Portland City Council candidate Jo Ann Hardesty has named three high-profile advocates to advise her on housing policy: Ibrahim Mubarak, who helped found such homeless villages as Right 2 Dream Too; Maxine Fitzpatrick, executive director of Portland Community Reinvestment Initiatives Inc., a nonprofit developer of affordable housing in North and Northeast Portland; and Margot Black, who helped found the renters’ rights group Portland Tenants United.
“One of the things I love about all three of these people,” Hardesty tells WW, “is their deep commitment that those who are on the margins are included and part of the solution.”
As first reported Wednesday by WW, the selection of Black is significant because she resigned her leadership post with PTU last month after charges of racism by a black activist; she is now working to elect one of two black women in the race.
Hardesty says the controversy that caused Black to step down didn’t give her pause.
“The fearlessness I’ve seen in Margot over the last few years has been pretty phenomenal,” Hardesty tells WW. “I like surrounding myself with fighters — people who you know don’t accept the status quo and make those changes happen, so I never had any second thoughts.”
Fitzpatrick’s selection is significant in part because Hardesty is a vocal opponent of the city’s policy of trying to bring back Portlanders gentrified out of North and Northeast Portland. Fitzpatrick’s nonprofit has been active in that program.
“It’s the most ludicrous, arrogant, obnoxious policy imaginable,” Hardesty told WW back in August. Hardesty called for reparations for black Portlanders, in lieu of that policy, the Guardian reported this week.
Related: Jo Ann Hardesty Says Portland’s Campaign to Return Black Families to Northeast Portland is “the Most Ludicrous, Arrogant, Obnoxious Policy Imaginable”
In a Feb. 23 interview, she was more conciliatory and said she still a critic of the policy.
“[Fitzgerald] believes we can create opportunities for people to come back to Inner Northeast at the same time as housing where people have been forced out,” Hardesty says. “That just means we’re going to need more resources if we’re going to do both.”
(Fitzpatrick hasn’t endorsed yet endorsed in the campaign.)
In the same interview with WW, Hardesty criticized the expansion of the no-sit zones in downtown, which keep homeless people from sitting or sleeping on the sidewalk.

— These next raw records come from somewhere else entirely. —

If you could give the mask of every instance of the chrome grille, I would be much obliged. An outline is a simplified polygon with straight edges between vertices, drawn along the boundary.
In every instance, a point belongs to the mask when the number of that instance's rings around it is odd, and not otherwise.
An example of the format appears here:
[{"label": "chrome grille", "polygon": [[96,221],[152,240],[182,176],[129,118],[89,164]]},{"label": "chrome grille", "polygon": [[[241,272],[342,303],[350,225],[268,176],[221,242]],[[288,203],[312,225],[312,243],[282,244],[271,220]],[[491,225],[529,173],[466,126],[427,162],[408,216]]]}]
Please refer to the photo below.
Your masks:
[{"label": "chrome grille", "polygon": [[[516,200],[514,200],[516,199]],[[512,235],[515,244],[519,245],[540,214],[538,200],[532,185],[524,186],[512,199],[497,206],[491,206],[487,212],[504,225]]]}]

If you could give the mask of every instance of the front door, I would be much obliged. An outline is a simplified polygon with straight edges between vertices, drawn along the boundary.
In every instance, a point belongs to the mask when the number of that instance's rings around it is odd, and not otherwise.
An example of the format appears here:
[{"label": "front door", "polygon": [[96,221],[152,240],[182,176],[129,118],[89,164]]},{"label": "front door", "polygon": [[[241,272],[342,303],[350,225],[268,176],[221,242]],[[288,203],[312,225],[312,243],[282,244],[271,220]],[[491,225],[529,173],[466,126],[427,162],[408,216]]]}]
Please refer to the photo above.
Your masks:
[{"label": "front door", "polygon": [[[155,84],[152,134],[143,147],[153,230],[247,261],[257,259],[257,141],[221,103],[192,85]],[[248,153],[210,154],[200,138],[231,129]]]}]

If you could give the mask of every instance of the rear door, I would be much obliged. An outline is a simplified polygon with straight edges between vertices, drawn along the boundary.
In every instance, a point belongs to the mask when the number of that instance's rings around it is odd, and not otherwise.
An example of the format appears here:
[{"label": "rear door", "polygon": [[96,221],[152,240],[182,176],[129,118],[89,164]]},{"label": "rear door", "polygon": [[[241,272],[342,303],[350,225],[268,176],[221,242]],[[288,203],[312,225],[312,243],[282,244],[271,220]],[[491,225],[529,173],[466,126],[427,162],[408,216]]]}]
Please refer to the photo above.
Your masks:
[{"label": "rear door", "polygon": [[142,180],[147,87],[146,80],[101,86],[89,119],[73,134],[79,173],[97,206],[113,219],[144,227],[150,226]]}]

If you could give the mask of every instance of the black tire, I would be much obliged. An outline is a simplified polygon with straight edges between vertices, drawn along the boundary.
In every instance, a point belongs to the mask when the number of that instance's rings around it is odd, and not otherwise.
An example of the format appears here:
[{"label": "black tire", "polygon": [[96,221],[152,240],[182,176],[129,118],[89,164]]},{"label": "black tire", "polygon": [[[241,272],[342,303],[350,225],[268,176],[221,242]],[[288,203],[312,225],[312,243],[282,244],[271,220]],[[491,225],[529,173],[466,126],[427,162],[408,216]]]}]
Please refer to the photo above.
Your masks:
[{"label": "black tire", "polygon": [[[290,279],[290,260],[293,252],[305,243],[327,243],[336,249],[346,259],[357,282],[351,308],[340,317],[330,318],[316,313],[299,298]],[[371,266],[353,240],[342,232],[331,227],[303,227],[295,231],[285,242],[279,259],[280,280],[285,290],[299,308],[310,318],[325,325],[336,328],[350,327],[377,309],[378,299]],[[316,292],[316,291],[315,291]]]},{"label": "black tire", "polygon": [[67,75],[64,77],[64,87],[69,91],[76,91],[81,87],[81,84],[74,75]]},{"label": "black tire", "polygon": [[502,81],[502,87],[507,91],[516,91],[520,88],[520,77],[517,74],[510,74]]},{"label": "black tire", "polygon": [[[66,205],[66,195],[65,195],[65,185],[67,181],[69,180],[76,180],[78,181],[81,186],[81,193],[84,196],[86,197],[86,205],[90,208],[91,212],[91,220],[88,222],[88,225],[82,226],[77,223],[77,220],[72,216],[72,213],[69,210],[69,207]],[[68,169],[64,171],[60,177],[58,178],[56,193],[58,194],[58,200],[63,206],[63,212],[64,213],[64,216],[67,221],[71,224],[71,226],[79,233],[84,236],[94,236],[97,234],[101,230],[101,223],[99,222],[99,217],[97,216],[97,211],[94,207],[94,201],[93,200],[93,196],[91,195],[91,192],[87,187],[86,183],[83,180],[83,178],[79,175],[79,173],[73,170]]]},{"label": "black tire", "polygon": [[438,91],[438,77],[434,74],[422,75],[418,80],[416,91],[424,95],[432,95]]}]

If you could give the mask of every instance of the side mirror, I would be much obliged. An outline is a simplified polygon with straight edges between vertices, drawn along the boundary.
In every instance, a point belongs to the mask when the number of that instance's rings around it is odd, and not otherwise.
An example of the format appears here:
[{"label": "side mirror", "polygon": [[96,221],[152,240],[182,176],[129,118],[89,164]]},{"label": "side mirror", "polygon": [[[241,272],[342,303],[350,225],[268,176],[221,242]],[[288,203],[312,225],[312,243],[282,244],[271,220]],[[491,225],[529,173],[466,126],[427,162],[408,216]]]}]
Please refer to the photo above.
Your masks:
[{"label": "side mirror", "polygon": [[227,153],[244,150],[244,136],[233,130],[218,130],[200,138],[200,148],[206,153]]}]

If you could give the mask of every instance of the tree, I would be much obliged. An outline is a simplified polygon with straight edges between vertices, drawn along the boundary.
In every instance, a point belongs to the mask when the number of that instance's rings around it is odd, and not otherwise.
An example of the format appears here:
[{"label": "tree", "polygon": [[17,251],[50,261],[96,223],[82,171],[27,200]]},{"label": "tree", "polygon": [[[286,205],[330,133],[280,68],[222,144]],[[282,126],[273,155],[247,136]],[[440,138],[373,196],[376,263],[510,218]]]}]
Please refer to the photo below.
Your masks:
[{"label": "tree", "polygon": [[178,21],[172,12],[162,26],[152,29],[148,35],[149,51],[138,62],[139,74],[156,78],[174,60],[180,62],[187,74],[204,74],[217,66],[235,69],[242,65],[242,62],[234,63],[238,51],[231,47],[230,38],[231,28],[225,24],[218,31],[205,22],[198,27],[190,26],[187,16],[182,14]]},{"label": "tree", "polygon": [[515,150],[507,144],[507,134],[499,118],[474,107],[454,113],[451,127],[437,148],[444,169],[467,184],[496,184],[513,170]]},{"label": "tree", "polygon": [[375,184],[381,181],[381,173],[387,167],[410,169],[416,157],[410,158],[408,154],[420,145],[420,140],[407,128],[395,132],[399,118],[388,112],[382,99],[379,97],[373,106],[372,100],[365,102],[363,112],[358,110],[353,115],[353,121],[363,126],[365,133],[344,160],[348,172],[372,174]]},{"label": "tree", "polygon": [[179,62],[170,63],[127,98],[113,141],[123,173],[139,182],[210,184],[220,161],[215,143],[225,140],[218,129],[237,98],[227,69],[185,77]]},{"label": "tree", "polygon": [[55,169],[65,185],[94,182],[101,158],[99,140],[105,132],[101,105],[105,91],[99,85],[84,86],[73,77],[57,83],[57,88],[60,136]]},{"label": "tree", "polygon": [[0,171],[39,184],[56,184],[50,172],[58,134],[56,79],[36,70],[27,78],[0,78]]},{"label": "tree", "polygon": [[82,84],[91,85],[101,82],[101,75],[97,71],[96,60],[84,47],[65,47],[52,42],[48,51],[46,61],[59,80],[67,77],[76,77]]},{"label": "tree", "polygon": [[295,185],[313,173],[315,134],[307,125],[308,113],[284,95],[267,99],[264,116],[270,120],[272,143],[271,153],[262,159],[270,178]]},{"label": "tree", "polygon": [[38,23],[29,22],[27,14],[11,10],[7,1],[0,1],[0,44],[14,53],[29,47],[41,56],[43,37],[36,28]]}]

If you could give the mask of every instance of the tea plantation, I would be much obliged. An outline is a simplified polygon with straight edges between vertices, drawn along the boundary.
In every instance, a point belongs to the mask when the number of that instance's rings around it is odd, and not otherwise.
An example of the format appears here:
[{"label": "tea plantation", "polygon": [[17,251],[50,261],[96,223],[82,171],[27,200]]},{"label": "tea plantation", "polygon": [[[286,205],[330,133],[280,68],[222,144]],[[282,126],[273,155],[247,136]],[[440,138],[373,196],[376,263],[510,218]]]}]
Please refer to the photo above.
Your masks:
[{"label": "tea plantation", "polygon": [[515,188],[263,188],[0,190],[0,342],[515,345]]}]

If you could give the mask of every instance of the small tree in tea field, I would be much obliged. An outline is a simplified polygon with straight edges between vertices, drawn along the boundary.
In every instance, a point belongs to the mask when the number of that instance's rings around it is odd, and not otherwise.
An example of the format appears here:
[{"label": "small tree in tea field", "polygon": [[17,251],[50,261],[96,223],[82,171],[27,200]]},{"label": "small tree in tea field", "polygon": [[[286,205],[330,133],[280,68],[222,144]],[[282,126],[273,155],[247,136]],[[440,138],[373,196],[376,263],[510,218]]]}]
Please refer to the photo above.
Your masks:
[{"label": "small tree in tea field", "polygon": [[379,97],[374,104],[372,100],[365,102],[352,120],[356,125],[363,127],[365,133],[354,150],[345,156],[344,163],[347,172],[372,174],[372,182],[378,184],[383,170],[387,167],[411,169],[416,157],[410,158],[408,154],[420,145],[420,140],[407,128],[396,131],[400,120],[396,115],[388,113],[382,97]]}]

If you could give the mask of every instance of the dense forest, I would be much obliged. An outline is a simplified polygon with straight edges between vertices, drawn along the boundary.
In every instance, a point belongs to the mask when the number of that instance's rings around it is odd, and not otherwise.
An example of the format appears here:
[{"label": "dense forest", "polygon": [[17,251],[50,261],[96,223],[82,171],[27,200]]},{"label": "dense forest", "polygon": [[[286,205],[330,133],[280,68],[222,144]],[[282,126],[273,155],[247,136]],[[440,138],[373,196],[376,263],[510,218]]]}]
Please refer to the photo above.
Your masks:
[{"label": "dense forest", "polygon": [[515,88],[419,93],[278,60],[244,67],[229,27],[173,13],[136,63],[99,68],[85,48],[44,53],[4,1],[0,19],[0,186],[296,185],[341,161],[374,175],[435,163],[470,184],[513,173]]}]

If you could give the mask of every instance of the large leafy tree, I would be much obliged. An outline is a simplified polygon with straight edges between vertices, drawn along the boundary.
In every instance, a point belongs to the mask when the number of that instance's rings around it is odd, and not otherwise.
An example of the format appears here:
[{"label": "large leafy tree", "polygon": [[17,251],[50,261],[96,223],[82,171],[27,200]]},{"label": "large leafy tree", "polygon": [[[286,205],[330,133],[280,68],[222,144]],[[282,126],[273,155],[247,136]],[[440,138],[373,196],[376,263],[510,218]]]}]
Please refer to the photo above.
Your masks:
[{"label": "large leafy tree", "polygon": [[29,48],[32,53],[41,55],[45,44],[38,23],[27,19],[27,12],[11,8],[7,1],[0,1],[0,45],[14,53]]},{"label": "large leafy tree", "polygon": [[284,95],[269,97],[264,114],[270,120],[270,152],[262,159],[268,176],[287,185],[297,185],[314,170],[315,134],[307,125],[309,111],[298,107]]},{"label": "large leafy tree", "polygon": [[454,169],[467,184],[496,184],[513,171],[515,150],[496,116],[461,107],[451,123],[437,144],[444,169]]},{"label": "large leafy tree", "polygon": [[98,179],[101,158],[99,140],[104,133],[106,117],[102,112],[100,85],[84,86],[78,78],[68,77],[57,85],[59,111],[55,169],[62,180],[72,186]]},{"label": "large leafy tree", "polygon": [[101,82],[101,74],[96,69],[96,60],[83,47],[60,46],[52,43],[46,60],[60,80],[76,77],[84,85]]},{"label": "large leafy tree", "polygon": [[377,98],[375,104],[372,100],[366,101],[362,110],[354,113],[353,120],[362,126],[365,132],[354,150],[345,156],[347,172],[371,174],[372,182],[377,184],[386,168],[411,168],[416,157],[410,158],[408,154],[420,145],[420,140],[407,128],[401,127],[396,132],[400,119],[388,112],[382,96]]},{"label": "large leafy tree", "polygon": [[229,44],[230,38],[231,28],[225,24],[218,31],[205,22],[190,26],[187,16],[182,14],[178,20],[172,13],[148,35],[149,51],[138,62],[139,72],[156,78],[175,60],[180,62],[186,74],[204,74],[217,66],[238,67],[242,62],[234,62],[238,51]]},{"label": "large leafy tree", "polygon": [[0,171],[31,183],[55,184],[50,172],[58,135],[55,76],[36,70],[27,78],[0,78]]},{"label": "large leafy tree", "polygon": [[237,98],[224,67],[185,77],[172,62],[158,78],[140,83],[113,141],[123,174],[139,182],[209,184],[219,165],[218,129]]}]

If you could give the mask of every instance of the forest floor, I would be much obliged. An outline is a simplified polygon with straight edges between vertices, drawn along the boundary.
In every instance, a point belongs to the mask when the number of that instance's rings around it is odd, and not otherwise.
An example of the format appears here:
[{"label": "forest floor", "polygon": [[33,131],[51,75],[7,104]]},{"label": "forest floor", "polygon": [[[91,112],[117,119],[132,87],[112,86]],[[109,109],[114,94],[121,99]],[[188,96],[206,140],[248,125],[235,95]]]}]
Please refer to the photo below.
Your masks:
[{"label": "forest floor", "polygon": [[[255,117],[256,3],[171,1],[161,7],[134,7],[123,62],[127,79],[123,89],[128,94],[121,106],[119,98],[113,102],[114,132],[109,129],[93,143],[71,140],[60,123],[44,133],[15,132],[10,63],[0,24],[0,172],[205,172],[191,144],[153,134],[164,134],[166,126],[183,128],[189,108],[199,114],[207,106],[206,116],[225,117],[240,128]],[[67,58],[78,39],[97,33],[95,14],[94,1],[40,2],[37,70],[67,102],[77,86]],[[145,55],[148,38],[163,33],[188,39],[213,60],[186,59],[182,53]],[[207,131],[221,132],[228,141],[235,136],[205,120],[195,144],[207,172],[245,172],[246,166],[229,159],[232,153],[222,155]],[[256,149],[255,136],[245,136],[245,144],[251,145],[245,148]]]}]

She praised the relocation ordinance passed by council as well as the efforts by Commissioner Chloe Eudaly to regulate security deposits.
She said in the future she would support legal representation for tenants facing eviction, and look for ways to protect renters who have roommates and house shares.
Hardesty’s campaign says she’ll roll out similar advisory groups for three other key issues: police reform, green jobs and access—the last, says Hardesty, means “whose voice is heard at City Hall.”